The Concern for Grassroots Livelihood Alliance says of 220 people aged between 15 and 34 it recently interviewed, 65 percent said they would prefer freelancing to fixed employment, and half already had experience as a freelancer.
Ninety percent of respondents thought that freelance workers have a “more flexible work schedule” and 67 percent said they were “more likely to work on the jobs they are interested in”.
Photography, modelling and graphic design were among the most common freelance jobs cited by the respondents.
But respondents also quoted “unstable income” and “a lack of labour protection” as their main concerns with freelancing, while some said they were also worried about an “unprofessional-looking resume” and “discrimination by friends and family”.

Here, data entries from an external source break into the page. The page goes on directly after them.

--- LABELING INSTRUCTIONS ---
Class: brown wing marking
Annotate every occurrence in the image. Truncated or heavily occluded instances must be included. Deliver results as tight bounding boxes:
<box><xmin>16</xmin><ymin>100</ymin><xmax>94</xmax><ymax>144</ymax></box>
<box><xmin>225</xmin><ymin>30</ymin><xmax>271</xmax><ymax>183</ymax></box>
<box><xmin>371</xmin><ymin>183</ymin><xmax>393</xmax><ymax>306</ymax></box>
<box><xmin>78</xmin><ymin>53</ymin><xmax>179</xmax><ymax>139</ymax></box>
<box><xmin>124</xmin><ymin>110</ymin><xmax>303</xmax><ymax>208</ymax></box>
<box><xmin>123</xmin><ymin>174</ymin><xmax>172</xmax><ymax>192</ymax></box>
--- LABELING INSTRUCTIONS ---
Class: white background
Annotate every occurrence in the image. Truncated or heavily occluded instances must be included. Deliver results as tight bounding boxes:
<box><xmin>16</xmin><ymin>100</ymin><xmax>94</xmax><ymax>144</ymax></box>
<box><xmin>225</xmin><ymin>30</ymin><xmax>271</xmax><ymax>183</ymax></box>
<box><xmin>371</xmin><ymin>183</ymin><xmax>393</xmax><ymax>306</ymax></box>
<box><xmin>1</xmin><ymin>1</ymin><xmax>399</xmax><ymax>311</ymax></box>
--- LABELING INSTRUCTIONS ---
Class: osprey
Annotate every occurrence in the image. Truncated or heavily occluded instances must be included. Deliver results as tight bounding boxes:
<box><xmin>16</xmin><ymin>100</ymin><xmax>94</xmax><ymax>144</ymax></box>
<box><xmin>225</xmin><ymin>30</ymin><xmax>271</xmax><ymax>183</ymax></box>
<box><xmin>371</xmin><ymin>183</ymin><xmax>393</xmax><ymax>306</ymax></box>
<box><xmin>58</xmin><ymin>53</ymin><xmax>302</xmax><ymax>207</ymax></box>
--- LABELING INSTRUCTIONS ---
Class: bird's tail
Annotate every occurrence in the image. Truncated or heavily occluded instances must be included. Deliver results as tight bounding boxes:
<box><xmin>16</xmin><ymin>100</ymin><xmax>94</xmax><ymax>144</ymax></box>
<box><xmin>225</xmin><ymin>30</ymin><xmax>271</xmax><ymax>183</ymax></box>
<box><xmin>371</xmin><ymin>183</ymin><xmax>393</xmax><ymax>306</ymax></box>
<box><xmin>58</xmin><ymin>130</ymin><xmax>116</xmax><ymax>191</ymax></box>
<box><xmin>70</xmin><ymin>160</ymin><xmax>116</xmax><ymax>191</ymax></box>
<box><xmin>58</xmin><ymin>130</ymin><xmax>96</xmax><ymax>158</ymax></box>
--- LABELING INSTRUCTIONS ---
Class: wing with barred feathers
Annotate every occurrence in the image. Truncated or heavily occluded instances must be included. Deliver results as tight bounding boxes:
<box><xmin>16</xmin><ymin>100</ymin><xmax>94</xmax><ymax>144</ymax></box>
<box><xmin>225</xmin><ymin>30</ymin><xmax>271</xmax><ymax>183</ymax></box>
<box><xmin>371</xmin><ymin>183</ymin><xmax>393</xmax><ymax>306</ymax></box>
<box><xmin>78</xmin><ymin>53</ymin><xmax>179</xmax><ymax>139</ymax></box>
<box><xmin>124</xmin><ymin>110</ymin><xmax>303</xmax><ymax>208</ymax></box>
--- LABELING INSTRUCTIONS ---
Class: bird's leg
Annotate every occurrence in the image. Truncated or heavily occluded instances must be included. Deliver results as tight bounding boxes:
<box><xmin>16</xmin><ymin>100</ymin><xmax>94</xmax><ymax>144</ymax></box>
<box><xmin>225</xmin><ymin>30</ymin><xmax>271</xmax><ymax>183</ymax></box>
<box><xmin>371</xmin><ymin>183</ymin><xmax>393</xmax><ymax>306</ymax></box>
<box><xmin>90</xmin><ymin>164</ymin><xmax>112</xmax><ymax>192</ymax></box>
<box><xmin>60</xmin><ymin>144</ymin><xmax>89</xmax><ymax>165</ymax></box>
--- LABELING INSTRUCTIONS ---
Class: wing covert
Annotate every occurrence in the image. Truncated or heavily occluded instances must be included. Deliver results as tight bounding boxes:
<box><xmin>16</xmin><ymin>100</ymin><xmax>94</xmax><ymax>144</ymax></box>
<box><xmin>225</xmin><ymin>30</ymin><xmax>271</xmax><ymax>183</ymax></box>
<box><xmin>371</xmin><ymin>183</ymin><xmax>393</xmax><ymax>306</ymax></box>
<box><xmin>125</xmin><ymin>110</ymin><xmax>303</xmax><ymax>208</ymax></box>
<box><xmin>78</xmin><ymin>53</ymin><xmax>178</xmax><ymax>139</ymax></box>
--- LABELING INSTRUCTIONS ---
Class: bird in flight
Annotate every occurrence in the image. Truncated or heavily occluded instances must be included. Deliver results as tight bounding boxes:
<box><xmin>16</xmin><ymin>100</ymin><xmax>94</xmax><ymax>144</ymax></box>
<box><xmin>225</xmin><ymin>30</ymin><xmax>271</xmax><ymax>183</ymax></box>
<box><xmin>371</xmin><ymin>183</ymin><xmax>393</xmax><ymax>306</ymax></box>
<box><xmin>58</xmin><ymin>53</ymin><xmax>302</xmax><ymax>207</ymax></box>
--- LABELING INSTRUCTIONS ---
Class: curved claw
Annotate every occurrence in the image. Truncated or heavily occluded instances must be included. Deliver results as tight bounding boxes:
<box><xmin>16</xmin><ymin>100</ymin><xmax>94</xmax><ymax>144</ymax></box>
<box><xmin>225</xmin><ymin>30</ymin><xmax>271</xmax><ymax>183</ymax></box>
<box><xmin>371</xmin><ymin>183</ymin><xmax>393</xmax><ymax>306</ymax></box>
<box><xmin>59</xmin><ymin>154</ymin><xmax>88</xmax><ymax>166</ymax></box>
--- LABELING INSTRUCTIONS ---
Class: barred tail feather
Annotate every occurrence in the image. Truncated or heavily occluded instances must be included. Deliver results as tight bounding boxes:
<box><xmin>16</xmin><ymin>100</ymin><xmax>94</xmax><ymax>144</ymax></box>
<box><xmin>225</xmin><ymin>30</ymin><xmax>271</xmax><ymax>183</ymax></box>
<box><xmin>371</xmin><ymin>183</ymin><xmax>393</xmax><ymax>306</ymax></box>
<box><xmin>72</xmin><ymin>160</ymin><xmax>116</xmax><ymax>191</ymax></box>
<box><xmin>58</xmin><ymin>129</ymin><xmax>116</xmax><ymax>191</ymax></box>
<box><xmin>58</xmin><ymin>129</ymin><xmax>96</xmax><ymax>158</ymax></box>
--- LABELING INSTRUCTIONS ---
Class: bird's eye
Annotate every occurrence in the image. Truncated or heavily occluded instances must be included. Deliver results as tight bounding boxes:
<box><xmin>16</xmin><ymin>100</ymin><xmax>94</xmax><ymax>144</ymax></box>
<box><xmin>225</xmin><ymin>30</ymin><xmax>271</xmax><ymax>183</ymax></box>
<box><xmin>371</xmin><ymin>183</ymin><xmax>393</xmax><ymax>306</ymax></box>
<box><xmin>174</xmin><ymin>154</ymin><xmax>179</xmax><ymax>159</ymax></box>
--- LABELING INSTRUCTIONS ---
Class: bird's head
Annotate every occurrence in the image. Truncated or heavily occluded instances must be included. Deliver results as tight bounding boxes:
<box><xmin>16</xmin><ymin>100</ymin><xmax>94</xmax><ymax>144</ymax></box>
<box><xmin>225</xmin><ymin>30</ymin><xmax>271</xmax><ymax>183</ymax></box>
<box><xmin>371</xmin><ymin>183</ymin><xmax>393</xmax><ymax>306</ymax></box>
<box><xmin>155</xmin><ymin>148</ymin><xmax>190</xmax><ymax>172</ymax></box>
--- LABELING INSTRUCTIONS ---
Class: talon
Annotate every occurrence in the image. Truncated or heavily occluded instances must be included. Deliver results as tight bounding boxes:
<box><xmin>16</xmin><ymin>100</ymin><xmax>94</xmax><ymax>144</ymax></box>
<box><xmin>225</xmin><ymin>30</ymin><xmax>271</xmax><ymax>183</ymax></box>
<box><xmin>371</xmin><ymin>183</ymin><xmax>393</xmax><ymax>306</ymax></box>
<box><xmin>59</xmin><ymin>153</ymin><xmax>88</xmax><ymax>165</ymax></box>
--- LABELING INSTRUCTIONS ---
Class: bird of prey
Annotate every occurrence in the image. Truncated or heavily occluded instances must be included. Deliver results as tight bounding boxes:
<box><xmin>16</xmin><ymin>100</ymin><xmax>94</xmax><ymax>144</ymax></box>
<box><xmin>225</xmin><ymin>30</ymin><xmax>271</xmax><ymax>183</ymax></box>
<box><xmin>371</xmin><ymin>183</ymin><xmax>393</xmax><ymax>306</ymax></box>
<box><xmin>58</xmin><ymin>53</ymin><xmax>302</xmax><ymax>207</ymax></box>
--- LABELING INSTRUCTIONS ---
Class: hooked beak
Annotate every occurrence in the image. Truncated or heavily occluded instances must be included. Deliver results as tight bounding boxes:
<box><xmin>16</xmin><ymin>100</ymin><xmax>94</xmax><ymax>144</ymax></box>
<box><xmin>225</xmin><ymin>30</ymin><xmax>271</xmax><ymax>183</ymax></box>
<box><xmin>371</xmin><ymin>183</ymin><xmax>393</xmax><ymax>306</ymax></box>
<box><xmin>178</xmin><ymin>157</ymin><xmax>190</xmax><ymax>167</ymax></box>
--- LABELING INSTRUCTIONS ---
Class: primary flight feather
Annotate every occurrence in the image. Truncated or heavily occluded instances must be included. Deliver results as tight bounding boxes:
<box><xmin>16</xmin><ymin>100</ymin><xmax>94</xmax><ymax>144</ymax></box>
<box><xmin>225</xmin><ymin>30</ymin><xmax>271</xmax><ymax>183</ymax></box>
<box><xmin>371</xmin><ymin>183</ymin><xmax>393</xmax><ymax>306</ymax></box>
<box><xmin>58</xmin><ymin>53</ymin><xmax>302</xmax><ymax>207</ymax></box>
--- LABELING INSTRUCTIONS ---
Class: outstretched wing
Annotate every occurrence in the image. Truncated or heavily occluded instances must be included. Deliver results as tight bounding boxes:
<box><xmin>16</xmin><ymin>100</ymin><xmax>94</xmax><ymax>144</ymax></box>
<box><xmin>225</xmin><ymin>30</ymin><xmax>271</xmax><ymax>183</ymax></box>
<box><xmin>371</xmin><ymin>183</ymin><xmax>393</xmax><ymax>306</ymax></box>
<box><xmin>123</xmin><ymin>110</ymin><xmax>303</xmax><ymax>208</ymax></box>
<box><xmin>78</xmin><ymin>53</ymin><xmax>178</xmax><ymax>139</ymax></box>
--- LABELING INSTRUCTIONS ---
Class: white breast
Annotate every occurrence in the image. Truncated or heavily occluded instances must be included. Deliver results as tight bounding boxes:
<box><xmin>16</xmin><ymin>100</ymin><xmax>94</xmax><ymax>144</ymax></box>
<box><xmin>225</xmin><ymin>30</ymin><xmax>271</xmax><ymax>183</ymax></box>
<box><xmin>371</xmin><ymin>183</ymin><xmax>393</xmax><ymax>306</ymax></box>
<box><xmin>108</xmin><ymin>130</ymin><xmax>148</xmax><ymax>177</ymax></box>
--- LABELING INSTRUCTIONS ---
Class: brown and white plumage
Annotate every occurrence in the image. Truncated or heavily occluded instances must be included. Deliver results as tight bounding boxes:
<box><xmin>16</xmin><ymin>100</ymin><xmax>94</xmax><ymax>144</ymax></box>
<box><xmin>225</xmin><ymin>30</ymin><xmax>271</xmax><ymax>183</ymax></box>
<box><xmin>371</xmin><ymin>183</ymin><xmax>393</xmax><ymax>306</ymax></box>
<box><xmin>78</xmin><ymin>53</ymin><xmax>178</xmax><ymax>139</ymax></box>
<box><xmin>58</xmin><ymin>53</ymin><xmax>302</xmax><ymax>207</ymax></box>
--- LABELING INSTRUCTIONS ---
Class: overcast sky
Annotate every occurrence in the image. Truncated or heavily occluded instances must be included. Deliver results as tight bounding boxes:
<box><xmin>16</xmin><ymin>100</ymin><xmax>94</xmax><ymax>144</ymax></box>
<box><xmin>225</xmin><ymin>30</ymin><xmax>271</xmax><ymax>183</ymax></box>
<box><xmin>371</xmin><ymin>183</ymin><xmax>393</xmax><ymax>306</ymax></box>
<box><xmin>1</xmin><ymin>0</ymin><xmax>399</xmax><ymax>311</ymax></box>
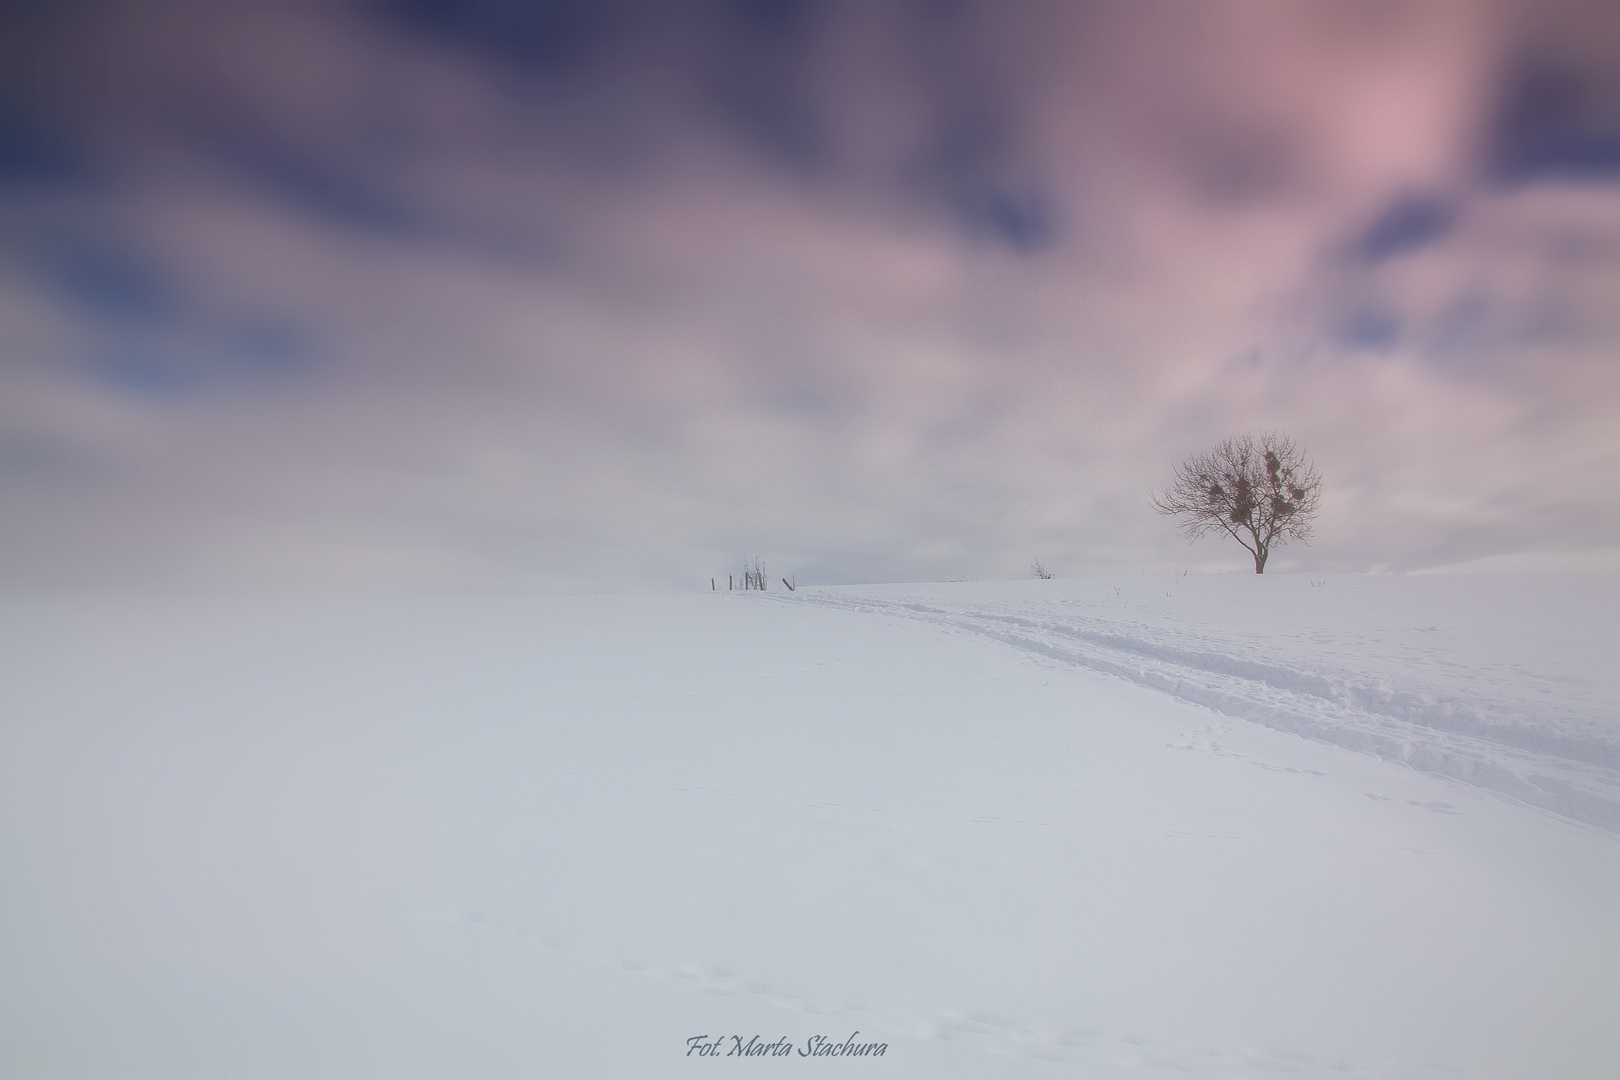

One of the respondents, 25-year-old Catherine, who works as a freelance gym instructor, model and private tutor, said her previous full-time job didn’t allow her to enjoy life.
“I want to spend time with my friends and family. And I want to have time and energy to develop my personal hobbies and it was really hard to do that. I had no time left after I got off my [full-time] work,” she told a press conference held by the alliance on Friday.
But Catherine said freelancing also has its downsides, in particular a lack of legal protection.
“There’s no standard template [of contract] for us to sign with our clients. I am lucky that I haven’t run into any conflicts… but then what if something happened? I don’t know who I could go to or what I could do with them. Ideally, I would love to have a contract to sign with them so that we can guarantee own rights,” she said.
In view of the concerns, the alliance called on the government to boost labour protections, including providing a standard contract template and monitoring recruitment platforms to prevent the exploitation of freelancers.